It also made the system easier to reason about operationally. When one class of storage pressure rose, we could see where it was happening. But it did not solve the root problem. All we had really done was give an LSM engine a cleaner battlefield. We had not changed the fact that we were still asking it to do the wrong job. We also spent time tuning:

write batch sizes
flush intervals
compaction-related knobs
worker parallelism
backlog control
queue capacities

Again, those changes mattered. They made the system less fragile and increased the ceiling somewhat. But they still left us fighting the same structural issue:

the storage engine was doing too much work relative to what our application semantics required. Once we stopped thinking in terms of "which database should we use?" and started thinking in terms of "what does this layer actually have to do?", the answer became much clearer. The product snapshot layer did not need to be a database in the broad sense. It needed to be a fast, durable-enough, point-oriented state cache with epoch reset semantics. That is a much smaller thing. The real question became:

If our writes are naturally sequential, and our reads are point lookups, why are we forcing the storage engine to constantly reshape data into sorted structures and compact it?
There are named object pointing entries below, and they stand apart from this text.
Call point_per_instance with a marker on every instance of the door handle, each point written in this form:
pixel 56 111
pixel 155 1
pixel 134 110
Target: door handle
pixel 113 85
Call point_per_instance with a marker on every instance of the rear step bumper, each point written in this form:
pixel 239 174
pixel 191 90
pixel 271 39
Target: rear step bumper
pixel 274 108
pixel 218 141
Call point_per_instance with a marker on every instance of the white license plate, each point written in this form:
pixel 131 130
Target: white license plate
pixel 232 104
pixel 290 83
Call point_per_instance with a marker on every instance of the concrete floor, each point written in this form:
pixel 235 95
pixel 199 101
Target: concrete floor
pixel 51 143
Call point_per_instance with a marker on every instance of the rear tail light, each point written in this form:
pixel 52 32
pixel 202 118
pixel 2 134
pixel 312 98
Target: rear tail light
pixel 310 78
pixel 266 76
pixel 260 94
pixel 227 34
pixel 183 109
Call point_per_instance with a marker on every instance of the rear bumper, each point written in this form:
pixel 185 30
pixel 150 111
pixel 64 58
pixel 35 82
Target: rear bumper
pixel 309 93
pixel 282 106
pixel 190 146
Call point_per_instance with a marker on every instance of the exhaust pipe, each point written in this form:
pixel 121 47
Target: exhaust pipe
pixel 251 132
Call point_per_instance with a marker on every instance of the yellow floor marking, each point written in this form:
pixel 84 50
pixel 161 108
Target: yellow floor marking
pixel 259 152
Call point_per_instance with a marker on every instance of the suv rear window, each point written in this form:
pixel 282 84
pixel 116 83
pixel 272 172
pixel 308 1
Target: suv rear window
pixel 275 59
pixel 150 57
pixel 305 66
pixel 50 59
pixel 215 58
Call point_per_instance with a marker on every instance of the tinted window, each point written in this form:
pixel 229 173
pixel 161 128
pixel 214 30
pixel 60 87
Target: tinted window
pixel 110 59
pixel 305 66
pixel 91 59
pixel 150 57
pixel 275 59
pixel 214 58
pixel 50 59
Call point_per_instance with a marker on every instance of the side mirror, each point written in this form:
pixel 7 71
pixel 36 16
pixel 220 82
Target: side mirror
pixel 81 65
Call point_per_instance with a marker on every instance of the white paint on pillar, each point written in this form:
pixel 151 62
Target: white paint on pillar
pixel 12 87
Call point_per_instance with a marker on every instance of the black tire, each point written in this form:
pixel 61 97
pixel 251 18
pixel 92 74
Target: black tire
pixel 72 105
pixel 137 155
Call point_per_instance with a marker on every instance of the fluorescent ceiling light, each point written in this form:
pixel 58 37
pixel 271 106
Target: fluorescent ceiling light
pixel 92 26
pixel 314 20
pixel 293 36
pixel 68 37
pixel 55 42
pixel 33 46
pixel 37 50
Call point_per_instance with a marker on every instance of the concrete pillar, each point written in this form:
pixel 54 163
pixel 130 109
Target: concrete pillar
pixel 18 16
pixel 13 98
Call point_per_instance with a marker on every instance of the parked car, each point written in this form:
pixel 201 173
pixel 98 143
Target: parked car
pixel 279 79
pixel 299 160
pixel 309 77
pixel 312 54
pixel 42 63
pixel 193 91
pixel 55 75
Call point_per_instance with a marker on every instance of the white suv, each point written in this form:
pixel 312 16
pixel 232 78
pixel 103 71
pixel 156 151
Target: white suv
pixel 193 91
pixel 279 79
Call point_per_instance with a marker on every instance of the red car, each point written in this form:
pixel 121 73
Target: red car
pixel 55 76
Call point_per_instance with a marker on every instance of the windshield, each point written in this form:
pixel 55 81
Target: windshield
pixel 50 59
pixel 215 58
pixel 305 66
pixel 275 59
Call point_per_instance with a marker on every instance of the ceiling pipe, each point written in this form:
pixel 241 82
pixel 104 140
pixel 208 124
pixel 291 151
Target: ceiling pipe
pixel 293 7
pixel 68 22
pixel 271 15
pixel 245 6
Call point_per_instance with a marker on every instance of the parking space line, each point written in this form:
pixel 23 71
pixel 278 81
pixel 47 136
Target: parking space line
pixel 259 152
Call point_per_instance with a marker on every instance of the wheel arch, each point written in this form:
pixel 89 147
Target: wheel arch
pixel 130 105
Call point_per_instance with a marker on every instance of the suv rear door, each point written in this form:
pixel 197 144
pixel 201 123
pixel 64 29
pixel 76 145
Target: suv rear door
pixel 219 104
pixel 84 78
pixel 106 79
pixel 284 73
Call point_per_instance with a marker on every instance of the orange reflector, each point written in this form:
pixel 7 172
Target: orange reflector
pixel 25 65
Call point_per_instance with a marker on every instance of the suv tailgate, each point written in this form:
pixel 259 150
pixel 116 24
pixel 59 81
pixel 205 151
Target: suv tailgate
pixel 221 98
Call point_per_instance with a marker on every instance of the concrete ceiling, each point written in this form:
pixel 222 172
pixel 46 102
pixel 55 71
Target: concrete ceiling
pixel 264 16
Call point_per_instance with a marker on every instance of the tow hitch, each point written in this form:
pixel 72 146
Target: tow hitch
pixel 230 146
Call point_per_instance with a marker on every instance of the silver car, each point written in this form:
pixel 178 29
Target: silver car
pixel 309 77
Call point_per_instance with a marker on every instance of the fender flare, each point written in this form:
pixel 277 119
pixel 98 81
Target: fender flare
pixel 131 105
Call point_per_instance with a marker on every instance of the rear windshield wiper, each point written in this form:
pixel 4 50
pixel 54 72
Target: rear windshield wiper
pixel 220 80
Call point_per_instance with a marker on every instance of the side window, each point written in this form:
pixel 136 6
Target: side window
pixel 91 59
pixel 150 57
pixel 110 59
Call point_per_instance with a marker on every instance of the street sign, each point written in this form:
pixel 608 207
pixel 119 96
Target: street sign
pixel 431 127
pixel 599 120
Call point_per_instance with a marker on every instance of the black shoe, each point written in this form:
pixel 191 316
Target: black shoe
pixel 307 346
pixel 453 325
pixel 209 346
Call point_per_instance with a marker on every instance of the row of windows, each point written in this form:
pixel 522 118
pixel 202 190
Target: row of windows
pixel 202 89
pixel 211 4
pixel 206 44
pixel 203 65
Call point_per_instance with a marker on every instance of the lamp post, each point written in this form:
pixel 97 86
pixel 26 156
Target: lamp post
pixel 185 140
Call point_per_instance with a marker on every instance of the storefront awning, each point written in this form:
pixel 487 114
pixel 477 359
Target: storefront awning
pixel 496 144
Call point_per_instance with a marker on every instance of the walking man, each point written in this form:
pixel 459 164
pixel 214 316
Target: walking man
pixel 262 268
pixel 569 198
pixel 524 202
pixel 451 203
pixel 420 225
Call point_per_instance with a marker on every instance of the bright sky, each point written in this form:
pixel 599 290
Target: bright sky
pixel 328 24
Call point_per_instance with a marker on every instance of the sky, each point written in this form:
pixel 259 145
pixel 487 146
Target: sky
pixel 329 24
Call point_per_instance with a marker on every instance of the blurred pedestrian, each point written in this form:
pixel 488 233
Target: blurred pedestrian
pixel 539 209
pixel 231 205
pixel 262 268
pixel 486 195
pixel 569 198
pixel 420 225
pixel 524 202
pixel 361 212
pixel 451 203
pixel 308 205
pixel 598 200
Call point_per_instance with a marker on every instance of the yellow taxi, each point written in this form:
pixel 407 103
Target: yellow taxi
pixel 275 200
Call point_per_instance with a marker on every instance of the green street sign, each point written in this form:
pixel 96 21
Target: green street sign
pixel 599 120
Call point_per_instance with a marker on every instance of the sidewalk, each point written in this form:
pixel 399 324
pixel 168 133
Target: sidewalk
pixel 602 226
Once framed that way, the architecture for seqs became obvious.

What `seqs` Is

seqs stands for Sequential Store.

The name is intentionally plain because the idea is plain:

write large amounts of data sequentially
keep a small index for point reads
avoid doing any work we do not absolutely need

seqs is not meant to be a general-purpose embedded database.

It is a deliberately narrow storage component built around our exact hot path. At a conceptual level, it has three parts:

an append-oriented value log
a compact key-to-location index
a small amount of checkpointing metadata for restart and recovery

That is the essence of it. The pipeline already receives data in a way that wants to be written sequentially. The expensive part is not discovering some arbitrarily located page to update in place. The expensive part is absorbing a firehose of records and getting them durably into a current-state representation fast enough. That strongly favours:

append-oriented storage
large sequential writes
minimal mutation in the storage layer

When a record is needed later, we do not ask:

"give me the next thousand keys"
"scan a range"
"order by this field"

We ask:

"give me the latest record for this key"

That is a hash index problem, not a B-tree problem and not an LSM compaction problem. One of the biggest advantages of a narrow store is that reset stops being a delicate operation. In a general-purpose engine, resets are often really a kind of managed mutation:

drop this
preserve that
compact around the change
clean up background state

In our case, weekly reset is conceptually closer to:

stop
discard
start fresh

That becomes much easier when the store layout matches the epoch model. What seqs Is Not, this matters as much as what it is.

seqs is not:

a transactional database
an analytics store
a query engine
a long-term history store
a multi-index document store
a system designed to answer arbitrary future questions

That is deliberate. Many custom storage projects go wrong because they start as "one narrow thing" and gradually absorb features until they become a weaker version of an existing database. We do not want that. The strength of seqs depends on saying no to almost everything.

Without describing exact file formats or algorithms, the design follows a few simple principles.

1. Treat the latest value as the only value that matters

Within a given epoch, old versions of a record are only useful insofar as they help us recover the latest value after a crash. They do not need to remain part of the active query model. That removes a large class of complexity.

2. Keep writes sequential

The write path should look as much like "append to a log" as possible. That means:

fewer small random writes
less page churn
simpler durability reasoning
better fit for the actual storage hardware

3. Keep the random-read structure small

The random-read structure should be tiny relative to the value volume. The index should answer one question efficiently:

where is the latest payload for this key?

Nothing more.

4. Separate durability bookkeeping from query behavior

Recovery and query do not have to be the same thing. A checkpoint can exist to make restart cheap without forcing the active write path to behave like a general-purpose page database.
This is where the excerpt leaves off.